Münferit değil, organize…

"Artık, vekaletle değil, kendi aklımız, irademiz ve ellerimizle müdahale etmenin zamanıdır"

Geçtiğimiz Salı günü TBMM Genel Kurulu’nda ‘Başta Cinsel İstismar Olmak Üzere Çocuklara Yönelik Her Türlü İstismar Olaylarının Araştırılarak Alınması Gereken Önlemlerin Belirlenmesi Amacıyla Kurulan Meclis Araştırma Komisyonu’ raporu görüşüldü. Genel Kurul’da bulunan milletvekili sayısı ise bizleri elbette şaşırtmadı: sayı yüz bile değildi.

Hafta başında gaza gelip, kimyasal hadımla ağzını açanlar mı istersiniz, idamla devam edenler mi dersiniz, yoksa “en ağır cezalar indirimsiz uygulanaaa” fermanları verenler mi….

Ama elbette bakla da ağızlardan çıktı: “zina ile ilgili düzenlemeyi de yapmak suretiyle bu tacizler vesaire, bunları belki de aynı kapsam içerisinde değerlendirmemiz lazım”… Tacizler vesaire… Zina…

Çocuk istismarında dünyada üçüncü sırada olan Türkiye’de istismara uğramış çocuk oranını yüzde 33, yani her üç çocuktan biri… Çocuk istismarı vakalarında son 10 yıldaki artış ise yüzde 700… Mahkeme verilerine göre ülkemizde yılda ortalama 8 bin çocuk cinsel istismara uğrarken, cinsel suçların yüzde 46’sı çocuklara karşı işleniyor…

Beş ayda 38’i 15 yaş altı, 115 hamile çocuğun gizlenmiş kayıtlarını ortaya çıkaran sağlık emekçisi o günden beri sürekli sürgün ediliyor…

Sadece TUIK verilerine göre Türkiye’deki evlenmeler içerisinde, çocuk yaşta evlendirilen kız çocuklarının oranı %28-%35…

Öte yandan ECPAT (Çocuk Fuhuşu, Çocuk Pornografisi ve Cinsel Amaçlı Çocuk Ticaretine Son) Türkiye raporu ülkemizin, çocuğun cinsel istismarında hem kaynak hem transit ülke olduğunu gösteriyor.

2014 Küresel Kölelik Endeksi’ne göre Avrupa’da cinsel sömürü ve erken yaşta evliliğin en fazla olduğu ülke Türkiye.

SHÇEK verilerine göre, internet dolaşımında yüzde 42’si yedi yaş ve altı, yüzde 77’si ise dokuz yaş ve altı çocukların bulunduğu müstehcen fotoğraf sayısı 36 binden fazla.

45 çocuğa cinsel taciz ve tecavüz skandalından “bir kereden bir şey olmaz” sözleriyle ve adeta set çekilerek “aklanan” Ensar Vakfı’na ‘değerler eğitimi’ adı altında, protokolle çocuklarımız teslim ediliyor.
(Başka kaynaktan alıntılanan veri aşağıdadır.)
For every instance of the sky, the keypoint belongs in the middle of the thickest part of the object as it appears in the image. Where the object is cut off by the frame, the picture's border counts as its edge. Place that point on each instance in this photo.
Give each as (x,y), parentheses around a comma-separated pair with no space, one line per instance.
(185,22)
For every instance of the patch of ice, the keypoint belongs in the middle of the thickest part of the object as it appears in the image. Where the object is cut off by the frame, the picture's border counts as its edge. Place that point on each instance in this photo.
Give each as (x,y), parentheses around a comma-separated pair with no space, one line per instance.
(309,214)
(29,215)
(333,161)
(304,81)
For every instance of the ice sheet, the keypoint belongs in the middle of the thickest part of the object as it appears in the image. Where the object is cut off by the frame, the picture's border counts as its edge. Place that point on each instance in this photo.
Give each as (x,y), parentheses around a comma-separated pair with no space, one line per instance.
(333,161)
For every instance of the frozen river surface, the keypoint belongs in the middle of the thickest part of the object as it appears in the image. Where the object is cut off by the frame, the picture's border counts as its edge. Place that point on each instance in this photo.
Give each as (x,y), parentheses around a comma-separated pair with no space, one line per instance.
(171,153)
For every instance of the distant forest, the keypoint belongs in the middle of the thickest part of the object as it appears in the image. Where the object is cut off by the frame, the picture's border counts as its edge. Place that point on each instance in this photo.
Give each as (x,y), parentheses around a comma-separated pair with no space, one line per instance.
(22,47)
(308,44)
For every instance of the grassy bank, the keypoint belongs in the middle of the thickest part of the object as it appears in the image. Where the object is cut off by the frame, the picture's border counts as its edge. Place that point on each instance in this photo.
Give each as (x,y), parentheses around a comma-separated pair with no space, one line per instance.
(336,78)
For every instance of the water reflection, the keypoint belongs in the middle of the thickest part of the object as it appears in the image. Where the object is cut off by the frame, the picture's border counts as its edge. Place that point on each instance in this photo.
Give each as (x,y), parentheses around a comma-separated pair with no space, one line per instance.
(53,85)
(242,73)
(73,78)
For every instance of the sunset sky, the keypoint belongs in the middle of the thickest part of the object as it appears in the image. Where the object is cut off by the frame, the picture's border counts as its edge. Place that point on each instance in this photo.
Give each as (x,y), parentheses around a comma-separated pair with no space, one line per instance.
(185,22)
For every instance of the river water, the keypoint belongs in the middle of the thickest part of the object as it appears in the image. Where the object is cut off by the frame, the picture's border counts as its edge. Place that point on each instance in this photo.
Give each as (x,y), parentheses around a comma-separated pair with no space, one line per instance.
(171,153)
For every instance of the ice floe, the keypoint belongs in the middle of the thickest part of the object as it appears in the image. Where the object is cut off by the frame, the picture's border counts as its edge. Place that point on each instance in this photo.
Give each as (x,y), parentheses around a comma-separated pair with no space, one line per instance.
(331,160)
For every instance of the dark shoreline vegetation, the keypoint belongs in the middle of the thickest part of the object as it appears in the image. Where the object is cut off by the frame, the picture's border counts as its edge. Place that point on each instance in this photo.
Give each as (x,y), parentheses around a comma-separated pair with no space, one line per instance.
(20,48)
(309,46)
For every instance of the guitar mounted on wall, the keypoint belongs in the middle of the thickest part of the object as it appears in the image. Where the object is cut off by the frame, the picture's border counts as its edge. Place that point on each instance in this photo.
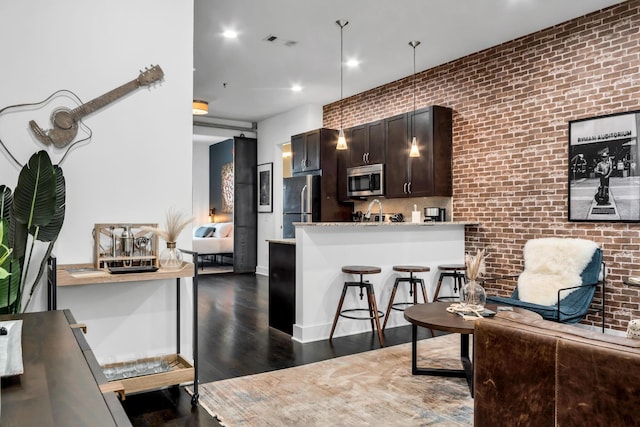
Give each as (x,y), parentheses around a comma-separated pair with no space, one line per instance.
(64,121)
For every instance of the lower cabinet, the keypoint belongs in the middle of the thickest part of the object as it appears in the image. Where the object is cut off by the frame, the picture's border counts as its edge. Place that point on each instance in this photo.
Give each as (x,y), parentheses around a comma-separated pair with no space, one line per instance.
(282,286)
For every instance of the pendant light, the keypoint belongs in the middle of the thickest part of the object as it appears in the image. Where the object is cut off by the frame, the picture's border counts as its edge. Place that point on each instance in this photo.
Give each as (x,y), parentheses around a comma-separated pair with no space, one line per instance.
(414,142)
(342,142)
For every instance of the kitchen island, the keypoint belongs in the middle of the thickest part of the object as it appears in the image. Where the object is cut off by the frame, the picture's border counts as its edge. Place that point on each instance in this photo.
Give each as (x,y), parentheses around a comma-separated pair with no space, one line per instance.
(322,248)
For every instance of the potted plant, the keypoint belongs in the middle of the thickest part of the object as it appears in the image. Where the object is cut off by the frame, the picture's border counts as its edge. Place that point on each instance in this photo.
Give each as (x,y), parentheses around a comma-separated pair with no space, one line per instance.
(34,212)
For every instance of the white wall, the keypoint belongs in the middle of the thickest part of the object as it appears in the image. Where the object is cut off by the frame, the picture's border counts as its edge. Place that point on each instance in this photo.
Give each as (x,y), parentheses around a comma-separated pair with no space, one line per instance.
(200,183)
(272,133)
(138,162)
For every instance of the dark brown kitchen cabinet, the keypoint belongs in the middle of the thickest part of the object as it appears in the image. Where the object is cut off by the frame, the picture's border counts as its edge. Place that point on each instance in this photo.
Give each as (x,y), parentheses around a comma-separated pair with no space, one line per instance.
(305,149)
(315,153)
(430,174)
(366,143)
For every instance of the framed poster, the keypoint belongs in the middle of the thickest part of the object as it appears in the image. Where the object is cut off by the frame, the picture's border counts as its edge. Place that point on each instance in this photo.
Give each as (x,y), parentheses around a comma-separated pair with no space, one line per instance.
(265,187)
(604,181)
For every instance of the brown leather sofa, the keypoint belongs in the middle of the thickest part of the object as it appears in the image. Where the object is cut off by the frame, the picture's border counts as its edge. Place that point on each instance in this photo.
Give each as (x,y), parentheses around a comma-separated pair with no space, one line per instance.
(533,372)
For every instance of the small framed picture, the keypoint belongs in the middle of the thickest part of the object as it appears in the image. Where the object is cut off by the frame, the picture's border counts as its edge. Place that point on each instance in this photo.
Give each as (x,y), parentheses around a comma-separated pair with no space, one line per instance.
(265,187)
(604,175)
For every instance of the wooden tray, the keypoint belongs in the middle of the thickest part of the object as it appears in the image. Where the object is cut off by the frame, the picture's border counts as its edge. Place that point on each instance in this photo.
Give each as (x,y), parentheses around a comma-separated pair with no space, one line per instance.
(181,371)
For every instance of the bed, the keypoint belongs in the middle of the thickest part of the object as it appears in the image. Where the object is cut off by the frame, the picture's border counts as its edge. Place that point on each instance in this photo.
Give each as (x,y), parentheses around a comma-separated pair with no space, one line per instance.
(213,240)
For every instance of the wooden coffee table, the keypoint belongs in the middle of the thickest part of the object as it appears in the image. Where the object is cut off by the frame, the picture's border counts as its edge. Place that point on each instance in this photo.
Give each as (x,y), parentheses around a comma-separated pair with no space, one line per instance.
(435,316)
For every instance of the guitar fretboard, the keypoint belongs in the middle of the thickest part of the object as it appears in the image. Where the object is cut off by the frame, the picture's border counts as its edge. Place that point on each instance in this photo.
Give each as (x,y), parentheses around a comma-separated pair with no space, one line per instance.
(102,100)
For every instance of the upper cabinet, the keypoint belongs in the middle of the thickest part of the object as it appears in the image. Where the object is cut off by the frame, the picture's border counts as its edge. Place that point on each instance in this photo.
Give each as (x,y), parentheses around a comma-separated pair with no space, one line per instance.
(305,150)
(430,174)
(314,152)
(366,143)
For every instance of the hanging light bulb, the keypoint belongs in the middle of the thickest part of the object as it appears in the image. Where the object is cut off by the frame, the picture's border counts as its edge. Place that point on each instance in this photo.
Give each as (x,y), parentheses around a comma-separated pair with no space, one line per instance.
(414,152)
(342,142)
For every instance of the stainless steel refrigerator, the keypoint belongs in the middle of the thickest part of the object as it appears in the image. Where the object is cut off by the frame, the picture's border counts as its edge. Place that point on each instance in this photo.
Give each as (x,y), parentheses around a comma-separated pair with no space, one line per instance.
(301,202)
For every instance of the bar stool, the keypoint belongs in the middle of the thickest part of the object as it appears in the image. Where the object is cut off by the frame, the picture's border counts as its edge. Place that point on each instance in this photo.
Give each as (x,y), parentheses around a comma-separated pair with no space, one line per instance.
(413,288)
(458,273)
(374,313)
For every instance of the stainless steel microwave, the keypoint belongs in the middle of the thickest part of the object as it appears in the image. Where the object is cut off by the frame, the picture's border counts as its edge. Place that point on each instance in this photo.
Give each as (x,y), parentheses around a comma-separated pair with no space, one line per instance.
(365,181)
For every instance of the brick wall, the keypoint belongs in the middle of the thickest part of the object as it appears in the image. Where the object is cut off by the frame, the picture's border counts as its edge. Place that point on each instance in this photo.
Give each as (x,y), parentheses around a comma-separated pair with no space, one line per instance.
(512,104)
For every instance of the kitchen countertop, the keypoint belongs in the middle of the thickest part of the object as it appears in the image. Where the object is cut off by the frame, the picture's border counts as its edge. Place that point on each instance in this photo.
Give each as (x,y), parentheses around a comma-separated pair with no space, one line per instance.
(381,224)
(291,241)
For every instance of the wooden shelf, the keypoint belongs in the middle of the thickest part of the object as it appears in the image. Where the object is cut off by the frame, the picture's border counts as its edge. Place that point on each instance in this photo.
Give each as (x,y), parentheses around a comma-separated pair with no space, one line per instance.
(181,371)
(65,278)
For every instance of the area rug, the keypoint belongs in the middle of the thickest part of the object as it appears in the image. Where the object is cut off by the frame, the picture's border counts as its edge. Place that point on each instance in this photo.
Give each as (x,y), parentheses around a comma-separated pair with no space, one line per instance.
(375,388)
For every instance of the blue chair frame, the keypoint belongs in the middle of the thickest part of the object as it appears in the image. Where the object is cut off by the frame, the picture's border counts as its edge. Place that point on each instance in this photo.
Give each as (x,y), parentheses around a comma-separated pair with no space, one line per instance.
(570,308)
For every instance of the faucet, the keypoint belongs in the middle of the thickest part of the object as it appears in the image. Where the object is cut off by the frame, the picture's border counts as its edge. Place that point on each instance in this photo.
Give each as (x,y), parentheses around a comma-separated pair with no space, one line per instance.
(368,214)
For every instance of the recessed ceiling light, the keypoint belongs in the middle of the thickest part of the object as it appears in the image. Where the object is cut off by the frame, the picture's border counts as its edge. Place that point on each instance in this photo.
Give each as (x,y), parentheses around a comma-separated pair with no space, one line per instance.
(230,34)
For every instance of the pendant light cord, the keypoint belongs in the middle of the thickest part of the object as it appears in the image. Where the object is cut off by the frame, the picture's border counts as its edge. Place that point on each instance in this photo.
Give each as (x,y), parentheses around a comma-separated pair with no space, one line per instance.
(341,23)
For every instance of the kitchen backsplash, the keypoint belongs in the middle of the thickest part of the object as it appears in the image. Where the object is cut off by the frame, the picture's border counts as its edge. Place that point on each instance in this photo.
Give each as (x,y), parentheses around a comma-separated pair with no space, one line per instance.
(405,206)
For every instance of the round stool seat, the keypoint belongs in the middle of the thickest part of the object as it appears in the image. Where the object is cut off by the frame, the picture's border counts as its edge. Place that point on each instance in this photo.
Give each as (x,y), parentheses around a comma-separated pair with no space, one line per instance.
(449,267)
(361,269)
(411,268)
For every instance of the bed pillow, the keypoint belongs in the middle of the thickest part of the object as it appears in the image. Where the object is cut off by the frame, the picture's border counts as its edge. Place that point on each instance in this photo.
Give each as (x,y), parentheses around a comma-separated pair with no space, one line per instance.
(204,231)
(223,229)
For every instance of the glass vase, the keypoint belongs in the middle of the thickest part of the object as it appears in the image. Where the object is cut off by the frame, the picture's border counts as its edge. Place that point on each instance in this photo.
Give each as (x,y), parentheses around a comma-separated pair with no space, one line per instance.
(474,296)
(171,258)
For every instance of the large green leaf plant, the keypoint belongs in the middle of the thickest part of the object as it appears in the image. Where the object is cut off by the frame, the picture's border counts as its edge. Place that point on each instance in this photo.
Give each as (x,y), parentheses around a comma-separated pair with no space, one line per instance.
(34,212)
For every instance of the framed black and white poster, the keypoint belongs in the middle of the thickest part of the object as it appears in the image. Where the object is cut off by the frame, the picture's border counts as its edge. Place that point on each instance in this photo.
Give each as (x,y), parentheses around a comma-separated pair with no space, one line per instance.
(265,187)
(604,181)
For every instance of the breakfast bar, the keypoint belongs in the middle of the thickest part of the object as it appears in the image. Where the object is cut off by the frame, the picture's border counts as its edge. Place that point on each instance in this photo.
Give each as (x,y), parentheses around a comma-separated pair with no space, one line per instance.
(322,248)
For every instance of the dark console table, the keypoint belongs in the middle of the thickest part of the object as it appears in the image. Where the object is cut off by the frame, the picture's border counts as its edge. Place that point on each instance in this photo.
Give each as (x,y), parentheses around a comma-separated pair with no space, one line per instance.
(61,382)
(282,285)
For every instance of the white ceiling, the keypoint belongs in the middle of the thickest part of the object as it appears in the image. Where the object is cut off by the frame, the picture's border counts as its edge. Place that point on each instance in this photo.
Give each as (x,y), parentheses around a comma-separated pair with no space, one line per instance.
(258,74)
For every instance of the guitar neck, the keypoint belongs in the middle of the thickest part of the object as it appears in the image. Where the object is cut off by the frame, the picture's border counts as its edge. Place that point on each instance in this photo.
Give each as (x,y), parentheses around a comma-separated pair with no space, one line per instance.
(102,100)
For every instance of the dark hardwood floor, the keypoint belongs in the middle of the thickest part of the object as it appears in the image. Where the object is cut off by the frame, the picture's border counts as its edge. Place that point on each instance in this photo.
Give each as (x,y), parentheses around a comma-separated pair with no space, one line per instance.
(235,339)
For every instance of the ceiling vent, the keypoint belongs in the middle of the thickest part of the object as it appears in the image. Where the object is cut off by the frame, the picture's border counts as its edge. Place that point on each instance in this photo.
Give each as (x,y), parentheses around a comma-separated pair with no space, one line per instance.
(276,40)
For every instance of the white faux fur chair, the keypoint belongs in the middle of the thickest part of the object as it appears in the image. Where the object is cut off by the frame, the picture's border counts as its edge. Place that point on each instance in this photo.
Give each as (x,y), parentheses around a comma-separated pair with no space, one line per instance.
(559,279)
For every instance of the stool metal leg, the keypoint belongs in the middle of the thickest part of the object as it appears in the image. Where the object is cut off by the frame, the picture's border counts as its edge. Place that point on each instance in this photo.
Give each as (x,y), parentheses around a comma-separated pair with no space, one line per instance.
(424,291)
(393,295)
(335,319)
(372,302)
(435,296)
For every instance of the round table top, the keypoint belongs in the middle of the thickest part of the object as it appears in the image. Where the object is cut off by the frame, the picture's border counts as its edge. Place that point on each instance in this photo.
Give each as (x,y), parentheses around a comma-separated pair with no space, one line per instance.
(434,315)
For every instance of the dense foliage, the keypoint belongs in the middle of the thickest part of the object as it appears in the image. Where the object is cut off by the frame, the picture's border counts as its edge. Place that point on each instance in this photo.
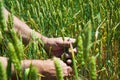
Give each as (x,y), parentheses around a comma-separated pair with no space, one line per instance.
(95,22)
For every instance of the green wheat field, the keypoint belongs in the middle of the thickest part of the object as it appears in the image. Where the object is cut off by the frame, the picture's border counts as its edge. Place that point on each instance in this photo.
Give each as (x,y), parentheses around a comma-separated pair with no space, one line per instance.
(95,24)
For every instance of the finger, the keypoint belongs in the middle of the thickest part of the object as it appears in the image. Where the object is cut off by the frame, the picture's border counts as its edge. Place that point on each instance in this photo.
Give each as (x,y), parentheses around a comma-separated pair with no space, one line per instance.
(67,41)
(69,62)
(74,50)
(69,70)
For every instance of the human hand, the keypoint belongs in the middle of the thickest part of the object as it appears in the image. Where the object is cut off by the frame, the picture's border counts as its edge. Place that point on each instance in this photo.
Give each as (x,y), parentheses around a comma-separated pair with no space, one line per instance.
(56,46)
(49,70)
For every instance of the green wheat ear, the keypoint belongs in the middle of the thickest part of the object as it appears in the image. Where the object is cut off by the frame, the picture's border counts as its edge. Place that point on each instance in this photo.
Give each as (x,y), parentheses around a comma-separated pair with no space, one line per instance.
(58,68)
(3,25)
(15,60)
(33,73)
(93,74)
(80,50)
(2,72)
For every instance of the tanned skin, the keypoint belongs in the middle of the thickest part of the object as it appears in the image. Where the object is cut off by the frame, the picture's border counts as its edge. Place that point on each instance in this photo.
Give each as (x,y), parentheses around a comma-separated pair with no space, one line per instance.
(45,67)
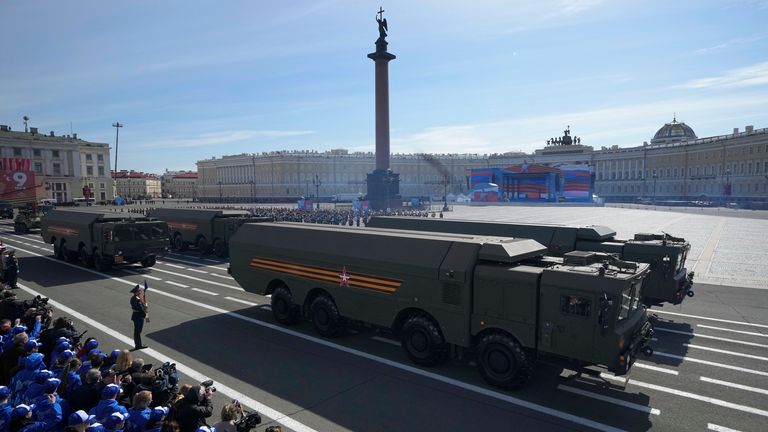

Çocuklarımız gerici örgütlenmelerin yurtlarında, imam hatip okullarında bir yandan tacize, istismara maruz bırakılırken, diğer yandan tekbirlerle cihatçı eğitimin karanlığına teslim ediliyor.

Eğitimde 4+4+4 sistemiyle 2 buçuk milyon çocuk okula gitmiyor.

İktidar ise “tacizler vesaire” zina kapsamına alınsın diye adım atmak üzere hazırlanıyor.

Kız çocuklarını tecavüzcüsüyle evlendirerek cezayı ortadan kaldırmayı hedefleyen yasaları meclise getirecek kadar alçalabilen, “9 yaşında kız çocuğu evlenebilir” fetvaları veren, çocuk istismarcılarına “iyi hal, saygın tutum” indirimini neredeyse rutin uygulama haline getiren, istismarda “küçüğün rızası” arayan, müftülere nikah yetkisi vererek şer’i hukuku hayata geçirmeye çalışanlar, şimdi de çocuk istismarının zina kapsamına sokulması gerektiğini söylüyor.

Hepimizi ağır töhmet altında bırakan çocuk istismarını fırsata çevirerek gerici kuşatmayı güçlendirirken bu rezaletin üzerini örtmeye çalışıyorlar.

Görüldüğü üzere, bütün olan biten dedikleri gibi münferit sapıklık değil, organize bir dönüştürme süreci…

Çocuk istismarını önlemek için kurdukları komisyon ise yaptıklarını bir kez daha teyid ederken, yapacaklarının da adeta teminatı: “iyi hal, saygın tutum” indirimini neredeyse rutin uygulama haline getiren Adalet Bakanlığı, Ensar Vakfı’yla protokol imzalayan Milli Eğitim Bakanlığı, “bir kereden bir şey olmaz” diyerek istismarı meşrulaştıran Aile ve Sosyal Politikalar Bakanlığı, 115 hamile çocuğun kayıtlarını hasıraltı eden Sağlık Bakanlığı ile bu bilgiyi gizleyenleri “15 yaşın üstündeki doğumlar yasaya uygun” gerekçesiyle koruyan İçişleri Bakanlığı…

Biz bu noktaya bir haftada gelmedik elbette. Ancak, bu noktaya gelmemizde büyük katkısı olanları, yobazlarla adeta gericilik yarışına girenleri, bu gerici adımları, adeta meşruiyet katarcasına, meclis genel kurullarında tartışanları da hatırlayalım. Salı günü TBMM genel kurulundaki hazirun bile bunu görmek için yeterli.

Artık, vekaletle değil, kendi aklımız, irademiz ve ellerimizle müdahale etmenin zamanıdır. Vekiller değil, kadınlar görev başına!